A BIGHORN SHEEP TRAP PETROGLYPH NEAR MOAB:



Sheep trap petroglyph near Moab, UT. Photo Dell Crandall.


This first illustration is a petroglyph that was provided by Dell Crandall in Moab, UT., it apparently shows a bighorn sheep trap. This might be a natural trap like Dead Horse Point near Moab where a high pinnacle is connected to the rest of the mountain by a narrow neck and once the animals were driven out onto it they could be confined easily with no way down.

The petroglyph consists of a circular shape with a funnel-shaped entrance, and what appears to be footprints or animal tracks entering it and then circling around. This seems to represent exactly what we would expect to see happen in real life in such a scenario. Outside the wings of the trap are a group of quadrupeds (apparently bighorn sheep) which may illustrate the herd grazing on the slope below the trap.



Bighorn sheep trap wings with corral section at center, near 
DuBois, WY. Photo Peter Faris, September 1998.
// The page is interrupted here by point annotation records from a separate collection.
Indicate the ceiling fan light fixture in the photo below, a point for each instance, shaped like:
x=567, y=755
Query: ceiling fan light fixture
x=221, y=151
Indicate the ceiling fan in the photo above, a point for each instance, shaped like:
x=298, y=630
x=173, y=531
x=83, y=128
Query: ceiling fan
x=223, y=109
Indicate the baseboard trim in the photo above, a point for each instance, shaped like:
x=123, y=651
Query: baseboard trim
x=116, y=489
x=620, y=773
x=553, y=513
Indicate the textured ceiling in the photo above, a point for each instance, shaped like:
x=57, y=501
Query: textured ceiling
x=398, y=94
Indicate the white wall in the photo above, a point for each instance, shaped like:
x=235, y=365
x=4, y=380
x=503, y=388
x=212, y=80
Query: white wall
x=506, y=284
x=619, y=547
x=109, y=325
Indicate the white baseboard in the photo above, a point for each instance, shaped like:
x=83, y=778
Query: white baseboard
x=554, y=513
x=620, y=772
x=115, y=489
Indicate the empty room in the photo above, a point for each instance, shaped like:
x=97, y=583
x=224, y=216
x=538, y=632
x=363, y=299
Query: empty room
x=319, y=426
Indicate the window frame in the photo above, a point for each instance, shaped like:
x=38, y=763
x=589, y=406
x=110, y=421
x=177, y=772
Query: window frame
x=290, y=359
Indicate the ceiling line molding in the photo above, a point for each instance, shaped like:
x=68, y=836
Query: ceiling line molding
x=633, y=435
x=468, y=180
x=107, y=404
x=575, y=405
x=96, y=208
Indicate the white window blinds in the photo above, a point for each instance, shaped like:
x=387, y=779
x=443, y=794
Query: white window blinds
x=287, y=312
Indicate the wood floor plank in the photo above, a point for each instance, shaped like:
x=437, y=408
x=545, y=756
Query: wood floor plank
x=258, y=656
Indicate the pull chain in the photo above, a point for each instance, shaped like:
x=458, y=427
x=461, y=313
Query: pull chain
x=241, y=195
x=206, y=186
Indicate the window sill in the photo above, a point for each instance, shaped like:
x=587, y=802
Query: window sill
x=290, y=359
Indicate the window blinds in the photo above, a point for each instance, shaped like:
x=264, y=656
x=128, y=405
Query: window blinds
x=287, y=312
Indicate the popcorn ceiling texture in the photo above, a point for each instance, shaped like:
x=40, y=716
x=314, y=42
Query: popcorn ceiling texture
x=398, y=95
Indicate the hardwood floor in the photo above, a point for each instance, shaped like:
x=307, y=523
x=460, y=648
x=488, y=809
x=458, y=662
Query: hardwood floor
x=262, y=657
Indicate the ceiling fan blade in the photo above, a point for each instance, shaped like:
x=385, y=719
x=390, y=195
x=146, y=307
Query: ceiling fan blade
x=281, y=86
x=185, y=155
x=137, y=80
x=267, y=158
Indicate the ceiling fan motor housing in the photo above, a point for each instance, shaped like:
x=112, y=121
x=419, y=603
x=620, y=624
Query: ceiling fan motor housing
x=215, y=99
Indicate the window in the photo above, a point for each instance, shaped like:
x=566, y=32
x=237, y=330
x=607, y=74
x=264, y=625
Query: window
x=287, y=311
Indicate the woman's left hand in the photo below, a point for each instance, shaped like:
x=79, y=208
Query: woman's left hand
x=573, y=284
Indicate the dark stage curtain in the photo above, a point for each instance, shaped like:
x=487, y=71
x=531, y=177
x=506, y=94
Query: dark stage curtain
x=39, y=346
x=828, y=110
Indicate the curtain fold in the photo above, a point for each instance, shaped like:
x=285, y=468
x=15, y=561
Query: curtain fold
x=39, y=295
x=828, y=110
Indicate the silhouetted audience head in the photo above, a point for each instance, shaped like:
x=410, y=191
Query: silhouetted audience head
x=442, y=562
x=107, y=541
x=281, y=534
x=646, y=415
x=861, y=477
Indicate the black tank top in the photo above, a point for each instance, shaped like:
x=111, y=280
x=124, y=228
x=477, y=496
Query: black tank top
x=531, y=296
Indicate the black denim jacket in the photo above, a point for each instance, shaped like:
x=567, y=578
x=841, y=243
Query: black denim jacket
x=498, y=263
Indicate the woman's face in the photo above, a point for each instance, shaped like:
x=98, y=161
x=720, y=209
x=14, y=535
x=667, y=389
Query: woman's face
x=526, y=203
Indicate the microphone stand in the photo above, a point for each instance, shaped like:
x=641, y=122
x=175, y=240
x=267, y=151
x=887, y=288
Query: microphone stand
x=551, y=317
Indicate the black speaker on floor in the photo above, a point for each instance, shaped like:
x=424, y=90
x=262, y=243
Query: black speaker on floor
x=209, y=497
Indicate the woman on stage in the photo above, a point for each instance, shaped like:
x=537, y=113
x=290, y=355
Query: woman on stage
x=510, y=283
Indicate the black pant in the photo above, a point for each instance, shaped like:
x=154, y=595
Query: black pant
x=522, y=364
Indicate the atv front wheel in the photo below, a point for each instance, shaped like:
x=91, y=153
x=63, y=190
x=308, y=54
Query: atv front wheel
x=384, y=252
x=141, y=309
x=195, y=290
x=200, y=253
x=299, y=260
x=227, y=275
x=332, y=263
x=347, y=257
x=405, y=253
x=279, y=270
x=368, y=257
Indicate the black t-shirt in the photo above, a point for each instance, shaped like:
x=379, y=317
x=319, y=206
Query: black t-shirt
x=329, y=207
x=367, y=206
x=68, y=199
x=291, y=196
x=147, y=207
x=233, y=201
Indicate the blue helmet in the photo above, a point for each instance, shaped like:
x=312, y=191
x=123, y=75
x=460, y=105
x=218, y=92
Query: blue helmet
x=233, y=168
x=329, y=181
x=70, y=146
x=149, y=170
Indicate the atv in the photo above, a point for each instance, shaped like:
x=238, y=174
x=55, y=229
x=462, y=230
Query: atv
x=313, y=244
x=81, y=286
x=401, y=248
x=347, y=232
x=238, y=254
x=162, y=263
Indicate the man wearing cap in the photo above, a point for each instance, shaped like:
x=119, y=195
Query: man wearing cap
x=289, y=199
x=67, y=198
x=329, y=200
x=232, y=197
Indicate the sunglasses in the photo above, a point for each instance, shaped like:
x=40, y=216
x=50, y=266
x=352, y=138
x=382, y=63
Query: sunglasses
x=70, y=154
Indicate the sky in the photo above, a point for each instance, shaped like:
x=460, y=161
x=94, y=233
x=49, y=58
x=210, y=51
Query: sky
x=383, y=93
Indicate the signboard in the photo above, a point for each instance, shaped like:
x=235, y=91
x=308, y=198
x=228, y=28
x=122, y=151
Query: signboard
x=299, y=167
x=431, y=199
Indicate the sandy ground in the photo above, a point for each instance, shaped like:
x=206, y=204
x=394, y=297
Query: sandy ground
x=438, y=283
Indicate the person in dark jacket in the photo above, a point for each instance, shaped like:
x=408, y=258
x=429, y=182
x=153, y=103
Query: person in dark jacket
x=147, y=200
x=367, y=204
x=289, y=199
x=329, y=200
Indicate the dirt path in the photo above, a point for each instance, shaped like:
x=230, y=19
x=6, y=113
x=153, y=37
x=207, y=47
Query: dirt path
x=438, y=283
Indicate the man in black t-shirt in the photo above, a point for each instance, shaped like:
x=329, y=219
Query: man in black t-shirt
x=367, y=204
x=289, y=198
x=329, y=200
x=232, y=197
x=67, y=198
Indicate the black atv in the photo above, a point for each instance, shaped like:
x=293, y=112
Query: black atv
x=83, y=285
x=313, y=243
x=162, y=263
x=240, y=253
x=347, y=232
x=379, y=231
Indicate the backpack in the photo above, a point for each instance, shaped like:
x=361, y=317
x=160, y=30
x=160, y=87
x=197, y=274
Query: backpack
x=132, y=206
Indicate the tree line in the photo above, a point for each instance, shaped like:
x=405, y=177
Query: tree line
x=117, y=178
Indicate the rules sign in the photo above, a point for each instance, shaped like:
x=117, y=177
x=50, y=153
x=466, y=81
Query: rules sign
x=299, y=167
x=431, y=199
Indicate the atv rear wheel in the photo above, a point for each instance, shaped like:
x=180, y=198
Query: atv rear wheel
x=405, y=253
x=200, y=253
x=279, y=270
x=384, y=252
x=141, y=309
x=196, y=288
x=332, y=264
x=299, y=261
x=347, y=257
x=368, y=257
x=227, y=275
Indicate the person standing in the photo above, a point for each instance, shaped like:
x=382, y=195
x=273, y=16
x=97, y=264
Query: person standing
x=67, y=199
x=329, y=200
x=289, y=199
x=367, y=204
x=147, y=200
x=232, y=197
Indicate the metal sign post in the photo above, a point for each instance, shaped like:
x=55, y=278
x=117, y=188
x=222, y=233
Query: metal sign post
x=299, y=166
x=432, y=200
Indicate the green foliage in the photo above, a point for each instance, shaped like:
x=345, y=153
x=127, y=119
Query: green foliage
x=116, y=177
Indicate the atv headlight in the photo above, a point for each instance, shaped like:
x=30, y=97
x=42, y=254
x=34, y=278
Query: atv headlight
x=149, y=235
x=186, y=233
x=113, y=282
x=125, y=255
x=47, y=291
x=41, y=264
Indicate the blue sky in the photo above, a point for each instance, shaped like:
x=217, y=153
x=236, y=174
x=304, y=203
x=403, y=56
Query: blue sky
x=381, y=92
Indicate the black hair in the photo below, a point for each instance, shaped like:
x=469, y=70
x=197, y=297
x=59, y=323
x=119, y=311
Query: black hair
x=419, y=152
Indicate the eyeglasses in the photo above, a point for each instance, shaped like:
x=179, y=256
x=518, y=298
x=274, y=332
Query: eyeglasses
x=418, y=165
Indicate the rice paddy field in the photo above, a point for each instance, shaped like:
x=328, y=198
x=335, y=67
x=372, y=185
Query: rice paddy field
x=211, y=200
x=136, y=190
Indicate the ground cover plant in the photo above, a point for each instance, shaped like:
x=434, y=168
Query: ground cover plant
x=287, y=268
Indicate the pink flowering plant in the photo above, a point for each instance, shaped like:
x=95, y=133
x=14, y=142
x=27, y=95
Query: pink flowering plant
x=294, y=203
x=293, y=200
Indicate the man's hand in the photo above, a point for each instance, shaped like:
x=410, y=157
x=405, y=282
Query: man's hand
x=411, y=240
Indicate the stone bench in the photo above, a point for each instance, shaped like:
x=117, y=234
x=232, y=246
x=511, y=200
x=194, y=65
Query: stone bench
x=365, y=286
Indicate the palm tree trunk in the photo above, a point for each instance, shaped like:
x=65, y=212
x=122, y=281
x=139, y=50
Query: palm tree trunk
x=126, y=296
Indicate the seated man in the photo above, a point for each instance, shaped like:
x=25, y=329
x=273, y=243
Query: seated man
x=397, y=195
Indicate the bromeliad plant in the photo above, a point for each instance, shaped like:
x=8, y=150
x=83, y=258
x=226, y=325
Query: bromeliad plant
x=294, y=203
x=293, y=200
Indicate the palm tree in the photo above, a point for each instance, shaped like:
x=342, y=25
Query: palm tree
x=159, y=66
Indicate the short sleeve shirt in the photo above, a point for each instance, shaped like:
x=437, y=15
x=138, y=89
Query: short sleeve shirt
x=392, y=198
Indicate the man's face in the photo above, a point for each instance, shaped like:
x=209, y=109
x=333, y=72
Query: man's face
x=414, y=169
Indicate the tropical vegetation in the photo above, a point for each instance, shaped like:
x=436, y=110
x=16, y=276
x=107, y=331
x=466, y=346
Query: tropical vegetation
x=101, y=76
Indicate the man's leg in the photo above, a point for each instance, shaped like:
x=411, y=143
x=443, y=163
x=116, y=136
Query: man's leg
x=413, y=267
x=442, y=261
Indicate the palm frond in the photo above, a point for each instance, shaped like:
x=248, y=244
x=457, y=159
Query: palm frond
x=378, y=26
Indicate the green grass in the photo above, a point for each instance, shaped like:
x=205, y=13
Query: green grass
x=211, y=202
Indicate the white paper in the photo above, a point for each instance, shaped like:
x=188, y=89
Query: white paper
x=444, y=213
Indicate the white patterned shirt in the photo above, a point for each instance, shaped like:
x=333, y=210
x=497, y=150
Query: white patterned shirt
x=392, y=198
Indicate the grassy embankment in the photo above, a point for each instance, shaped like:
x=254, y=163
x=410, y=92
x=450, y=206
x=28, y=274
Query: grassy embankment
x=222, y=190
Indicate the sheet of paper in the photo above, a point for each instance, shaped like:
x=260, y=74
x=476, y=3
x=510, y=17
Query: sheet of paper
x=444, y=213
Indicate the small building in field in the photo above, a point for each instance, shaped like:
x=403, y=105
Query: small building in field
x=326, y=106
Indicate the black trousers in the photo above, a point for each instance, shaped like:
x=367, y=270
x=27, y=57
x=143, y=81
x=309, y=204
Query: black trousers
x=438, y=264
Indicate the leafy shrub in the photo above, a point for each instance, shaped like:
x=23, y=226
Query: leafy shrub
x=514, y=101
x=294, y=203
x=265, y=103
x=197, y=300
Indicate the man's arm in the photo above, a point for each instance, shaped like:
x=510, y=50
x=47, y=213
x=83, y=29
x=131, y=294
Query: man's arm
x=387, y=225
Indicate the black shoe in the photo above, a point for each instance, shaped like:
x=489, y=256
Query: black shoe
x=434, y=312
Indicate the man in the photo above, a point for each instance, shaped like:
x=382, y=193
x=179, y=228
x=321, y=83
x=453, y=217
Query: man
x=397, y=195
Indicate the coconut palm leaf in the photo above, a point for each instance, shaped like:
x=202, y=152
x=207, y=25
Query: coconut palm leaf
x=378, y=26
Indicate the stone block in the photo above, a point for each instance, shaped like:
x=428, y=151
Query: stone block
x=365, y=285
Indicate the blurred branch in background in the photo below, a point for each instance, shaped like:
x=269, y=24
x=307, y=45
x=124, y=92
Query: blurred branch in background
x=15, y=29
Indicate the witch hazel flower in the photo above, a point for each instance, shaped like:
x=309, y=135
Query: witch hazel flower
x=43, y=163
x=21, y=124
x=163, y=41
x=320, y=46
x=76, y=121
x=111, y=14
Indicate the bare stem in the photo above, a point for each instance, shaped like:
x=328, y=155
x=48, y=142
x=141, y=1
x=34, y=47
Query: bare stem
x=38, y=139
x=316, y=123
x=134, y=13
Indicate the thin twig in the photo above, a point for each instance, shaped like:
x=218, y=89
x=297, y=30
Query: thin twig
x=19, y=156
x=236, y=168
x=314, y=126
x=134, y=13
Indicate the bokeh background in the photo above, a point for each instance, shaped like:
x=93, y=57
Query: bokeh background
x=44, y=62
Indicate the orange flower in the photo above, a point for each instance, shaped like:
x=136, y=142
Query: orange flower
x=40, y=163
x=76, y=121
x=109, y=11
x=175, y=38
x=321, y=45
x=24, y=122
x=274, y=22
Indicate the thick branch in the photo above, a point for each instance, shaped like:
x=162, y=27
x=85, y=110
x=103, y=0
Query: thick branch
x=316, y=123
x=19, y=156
The other photographs are of an actual constructed bighorn sheep trap in the Shoshone National Forest of the Wind River mountains above DuBois, Wyoming. This trap was constructed by the Shoshone group called “Sheep Eaters” and may, in fact, be early historic in date. Assembled of wood (stumps, trunks, and branches) it consists of a central corral and a long pair of fences in a “v-shape” leading to the opening of the corral. This trap is located on a high mountain saddle in heavily forested area.


Bighorn sheep trap central corral section, near 
DuBois, WY. Photo Peter Faris, Sept. 1998.


We assume that the way that these traps worked was for a group of people to start somewhere down near the bottom of the slope at a time that bighorn sheep were known to be grazing there. As a long line the people would then start up the slope making noise. Any animals above them on the hillside would presumably want to be farther away so they would also begin to drift upward toward the saddle that would allow them to cross to the other side and down into the next valley. As they approached that saddle they would run into the wings of the trap deflecting them toward the center. In the center there was a low wall that they would want to jump over at some point to continue to escape the approaching people, but this led them into the corral.

In either case a limited amount of exertion by a group of people would presumably reward them with a large amount of game. If we are to assume that some rock art actually does represent hunting (which I think very few would deny) then this petroglyph is quite likely to represent exactly what it looks like, a bighorn sheep trap.